To demonstrate the power of their system, the authors used it to synthesize macrocycles in E.coli. Using split-intein circular ligation, they generated libraries of macrocycles containing up to three different ncAAs. In total, they produced over 100 unique macrocycles, including 17 with three distinct ncAAs. This approach bridges the gap between in vitro and in vivo genetic code expansion methods, and will likely serve as an important tool for the discovery of novel bioactive peptides.
What we listened to
Notable Deals
Gilead and Genesis Therapeutics partner with $35M upfront. The duo will jointly discover novel therapies leveraging Genesis’ platform that uses AI to better explore molecular space. Gilead will then receive exclusive rights to develop and commercialize the resulting products.

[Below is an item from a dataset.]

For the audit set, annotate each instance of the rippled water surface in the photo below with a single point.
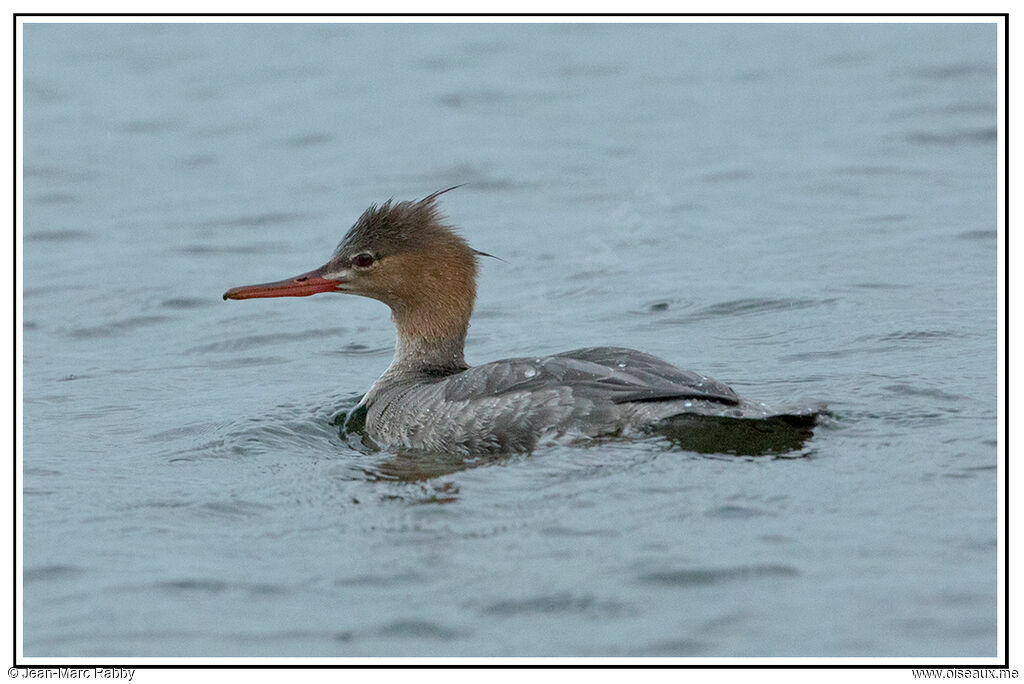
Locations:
(800, 211)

Galy raises $33M Series B to pioneer cellular agriculture. The proceeds will be used to progress Galy’s lab-produced cotton to pre-industrial scale quantities. The round was lead by Breakthrough Energy Ventures as well as Inditex and H&M Group.
Candid Therapeutics emerges from stealth with $370M and two licensed clinical-stage T-cell engagers which is it repositioning for autoimmune diseases.
Bain Capital Life Sciences raises $3B+ for its fourth life sciences fund.